Food Links, 26.10.2011
The truth about right wing politics and cupcakes.
If you read any of these links, please make it this one: why being vegetarian is not a political choice.
The worst recipes ever.
Baking + the Tube = genius.
A history of pineapples in London.
Ferran Adrià has written a recipe book for families.
On the food served at festivals in India. And what do you eat at Diwali?
Interesting ice cream flavours.
The origins of anti-margarine laws in the US.
The psychology of yogurt.
Is a burrito a sandwich?
The appeal of novelty carrots.
On cooking from the first edition of Mrs Beeton’s Book of Household Management.
Fifty of the world’s best breakfasts. (Thanks, Sarang!)
Occupy the pasture.
These five links are courtesy of my eagle-eyed Mum:
On food as inspiration for fashion.
Moments of Zen in Sam Sifton’s restaurant reviews.
How to make apple-free apple pie.
On TV dinners and the making of an American identity.
Thanks Sarah Emily, for including my Guardian ‘word of mouth’ blog post on Diwali foods in your Food Links round-up. I’m most flattered! I recently discovered your blog when Sheila Dillon recommended it at a food lecture, and am a big fan. Thank you.
Not at all! It’s a great post. Also, thanks so much for mentioning the Sheila Dillon reference – I must thank her!
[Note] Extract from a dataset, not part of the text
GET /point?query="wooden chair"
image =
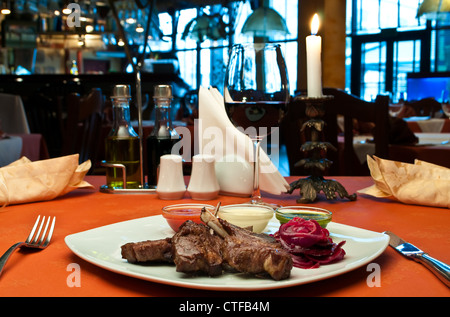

So glad you like my blog too!
Re ice cream flavors: I remember that Flayvors/Cook Farm (in Hadley, MA) — up the street from where I went to college — used to do a seasonal asparagus ice cream, which I now kinda wish I’d tried. (They also intentionally had this horrifying layout where you’d be looking at the cows while ingesting their processed bodily fluids…)
Asparagus ice cream – what an amazing idea, although I can understand why you never tried it.
It’s interesting you should mention how squeamish you felt when eating the ice cream while looking at cows. It’s something that organic/ethical butchers/eateries tend to do: they emphasise the link between the animal and the product. I’ve been thinking about it for a while. Does acknowledging this excuse – or even comfort – the eater? Or does it simply demonstrate the wholesomeness of the product?
Yes, I think there are two strands to this as with much of the post-Woodstock left, there’s the ethical angle (look, we don’t waterboard the cows, they’re right there!) and then there’s the aesthetic (getting-comfortable-with-ourselves/close-to-nature) angle. In practice there appears to be fairly little tension here as most people agree with the “ethical/organic” position either on both issues or on neither; personally I’m sensitive to it as I agree with the ethical impulse but not the aesthetic one.
Precisely – and it’s worth thinking about the nature of that aesthetic angle (the way it’s carefully sanitised, presented etc etc).